IndieWebCamp is a 2-day creator camp focused on growing the independent web

original-post-discovery


original post discovery is a discovery algorithm for starting with a POSSE copy of a post and finding the original post.

Contents

Use Cases

Reply to original

First, as part of How to make a comment, it would be more indieweb-friendly if post authoring implementations:

  • automatically detected when a user is trying to reply to a POSSE'd copy (e.g. a tweet),
  • auto-discovered the original post, and
  • linked to the original post instead

In question form:

  • How do I find an original post of a POSSE'd copy that I'm replying to?

Thread original posts and POSSE copies

Second, when POSSEing reply posts, it's useful to automatically:

  • markup your reply post with in-reply-to markup to the original post
  • when POSSEing your reply post to Twitter, set the in-reply-to-status-id to the status-id of the POSSE'd tweet copy of the original post.
  • for more details see: How to POSSE a comment

Algorithm

How to discover an original post URL from a copy of that post at a POSSE permalink

  1. retrieve the POSSE permalink
  2. in the h-entry that represents the POSSE copy, look for a link with "u-url" and "u-uid" - use that href as the original post URL.
  3. otherwise look for a rel=canonical link in the POSSE'd copy that links back to an original - use that as the original post URL.
  4. otherwise look for a link with link text of "See Original" in the POSSE'd copy page that links back to an original - use that as the original post URL.
  5. otherwise if a parenthetical permashortlink citation is the last thing in the POSSE'd copy content, convert that to a URL, use that as the candidate URL
  6. otherwise if a URL is the last thing in the POSSE'd copy content, use that as the candidate URL
  7. retrieve the candidate URL and parse it for hyperlinks
  8. iterate across hyperlinks with rel=syndication or u-syndication URLs (syndication URLs)
    1. if a syndication URL matches the POSSE permalink, then the candidate URL is the original post URL.
    2. else if a syndication URL has the same domain as the POSSE permalink
      1. retrieve the syndication URL
      2. if its redirect destination matches the POSSE permalink, then the candidate URL is the original post URL. (implementations may check such URL's redirect destinations one at a time and should stop when they find a match in order to minimize HTTP requests)
    3. end if
  9. end iteration

A parenthetical permashortlink citation looks something like:

  • (ttk.me t4Pc2)

The specific format of a parenthetical permashortlink citation is:

  1. literal '('
  2. domain name, likely short domain name (to avoid having Twitter auto-link it, as Twitter auto-links .com .net .org TLDs.
  3. literal space ' '
  4. id consisting of a-zA-Z0-9
  5. literal ')'

Convert a parenthetical permashortlink citation to URL by:

  • start with string "http://"
  • append the domain name from (2) above to the string
  • append a literal slash '/' to the string
  • append the id from (4) above to the string
  • the resulting string is a permashorturl

Implementations

Algorithm Notes

Use-cases that were used to add steps to the algorithm

  • "syndication URL has the same domain as the POSSE permalink" and substeps.

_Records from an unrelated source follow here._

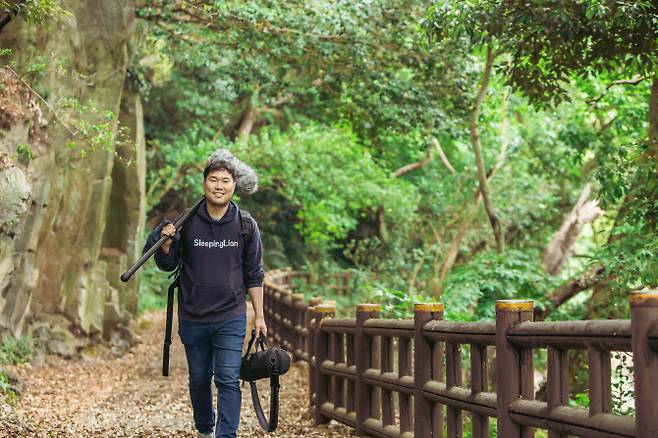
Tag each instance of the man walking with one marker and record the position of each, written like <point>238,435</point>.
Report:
<point>219,252</point>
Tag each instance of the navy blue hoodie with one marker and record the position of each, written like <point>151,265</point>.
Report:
<point>216,269</point>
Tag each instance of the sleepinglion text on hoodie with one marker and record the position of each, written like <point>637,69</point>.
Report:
<point>217,268</point>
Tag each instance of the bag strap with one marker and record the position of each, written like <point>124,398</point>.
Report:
<point>261,341</point>
<point>168,326</point>
<point>267,426</point>
<point>246,230</point>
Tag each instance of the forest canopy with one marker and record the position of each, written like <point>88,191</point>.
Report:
<point>463,151</point>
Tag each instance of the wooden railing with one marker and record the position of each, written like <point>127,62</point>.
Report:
<point>403,378</point>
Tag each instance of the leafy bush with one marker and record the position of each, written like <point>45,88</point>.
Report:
<point>471,290</point>
<point>14,351</point>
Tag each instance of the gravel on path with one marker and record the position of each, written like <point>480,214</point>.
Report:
<point>106,395</point>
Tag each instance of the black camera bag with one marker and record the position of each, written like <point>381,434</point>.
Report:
<point>272,363</point>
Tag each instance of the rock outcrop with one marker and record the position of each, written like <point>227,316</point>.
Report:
<point>71,182</point>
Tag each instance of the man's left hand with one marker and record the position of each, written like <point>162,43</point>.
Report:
<point>260,327</point>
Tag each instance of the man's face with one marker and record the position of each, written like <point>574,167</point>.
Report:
<point>219,187</point>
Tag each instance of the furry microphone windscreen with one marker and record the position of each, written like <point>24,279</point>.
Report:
<point>246,180</point>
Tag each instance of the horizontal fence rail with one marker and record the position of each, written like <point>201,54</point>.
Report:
<point>404,378</point>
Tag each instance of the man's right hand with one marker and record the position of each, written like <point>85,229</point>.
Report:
<point>167,230</point>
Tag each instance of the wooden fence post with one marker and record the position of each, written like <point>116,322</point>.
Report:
<point>297,324</point>
<point>310,346</point>
<point>426,424</point>
<point>644,320</point>
<point>320,312</point>
<point>363,354</point>
<point>512,367</point>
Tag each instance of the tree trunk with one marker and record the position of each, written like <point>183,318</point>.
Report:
<point>559,248</point>
<point>479,159</point>
<point>653,124</point>
<point>569,289</point>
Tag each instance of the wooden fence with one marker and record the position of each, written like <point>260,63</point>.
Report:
<point>403,378</point>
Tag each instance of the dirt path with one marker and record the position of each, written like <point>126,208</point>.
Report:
<point>128,397</point>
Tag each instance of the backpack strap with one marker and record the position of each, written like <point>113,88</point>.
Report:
<point>175,284</point>
<point>246,230</point>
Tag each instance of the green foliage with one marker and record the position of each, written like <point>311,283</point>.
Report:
<point>471,290</point>
<point>15,351</point>
<point>329,179</point>
<point>34,11</point>
<point>24,153</point>
<point>394,303</point>
<point>623,391</point>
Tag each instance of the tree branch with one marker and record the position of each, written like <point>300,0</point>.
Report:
<point>634,81</point>
<point>479,159</point>
<point>443,156</point>
<point>569,289</point>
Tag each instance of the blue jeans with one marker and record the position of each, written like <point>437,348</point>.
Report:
<point>215,349</point>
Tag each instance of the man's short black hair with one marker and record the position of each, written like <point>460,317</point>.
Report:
<point>218,165</point>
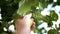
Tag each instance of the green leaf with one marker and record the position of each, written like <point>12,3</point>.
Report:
<point>53,15</point>
<point>52,31</point>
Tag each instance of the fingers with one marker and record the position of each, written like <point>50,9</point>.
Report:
<point>33,24</point>
<point>27,16</point>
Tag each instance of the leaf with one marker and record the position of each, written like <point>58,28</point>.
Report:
<point>53,15</point>
<point>52,31</point>
<point>25,6</point>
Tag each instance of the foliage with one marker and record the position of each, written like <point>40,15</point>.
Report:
<point>10,9</point>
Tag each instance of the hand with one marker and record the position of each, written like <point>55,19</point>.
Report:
<point>24,24</point>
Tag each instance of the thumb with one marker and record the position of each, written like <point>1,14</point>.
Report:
<point>27,16</point>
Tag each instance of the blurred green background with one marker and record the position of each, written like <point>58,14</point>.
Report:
<point>45,12</point>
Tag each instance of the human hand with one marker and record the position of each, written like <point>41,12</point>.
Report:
<point>24,23</point>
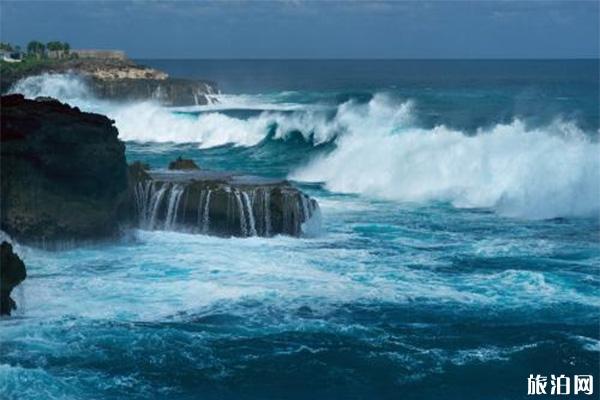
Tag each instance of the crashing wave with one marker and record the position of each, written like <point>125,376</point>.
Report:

From the time of posting of the original post (and its POSSE permalink) to when this algorithm is run on the POSSE permalink, it's possible that the POSSE destination has changed its permalinks in some way. The following two have been seen in practice and thus are handled by this step in the algorithm
    1. http/https differences. E.g. Twitter permalinks used to be "http:" but are now (as of 2012+?) canonically "https:". Any implementation that saved POSSE tweet permalinks before that change would likely publish/link to "http:" URLs which require a retrieval of their redirect destination for comparison.
    2. change of path. Silos have in the past changed implementation specifics about how their permalinks work, leaving redirects behind for the original paths. Silos may also allow users to alter part of the permalink of a post, e.g. editing the slug, after publishing, and still support the old URL either by tracking all past permalinks for a post, or perhaps by only requiring non-post-slug portions of the permalink for unique retrieval.

POSSE Post Discovery

Main article: posse-post-discovery

Some prefer not to include permalinks/citations in POSSEd copies for aesthetic (Twitter's length limit) or technical (Instagram's lack of posting API) reasons. Is it possible to do original-post-discovery on a syndicated copy that contains no permalink or citation? posse-post-discovery. (Spoiler: yes, with syndication links, described above.)


Brainstorming

Extended backlink interpretation

TL;DR: new heuristic for determining when a link in a silo post implies it's a POSSE: the silo post's text is a "close enough" duplicate of the linked page's name, summary, or content.

Problem

Implementing Backfeed has raised some additional subtleties that aren't handled by this algorithm. In particular, Bridgy generally only backfeeds responses to a POSSE post, not the POSSE post itself, which is effectively a duplicate of the original post.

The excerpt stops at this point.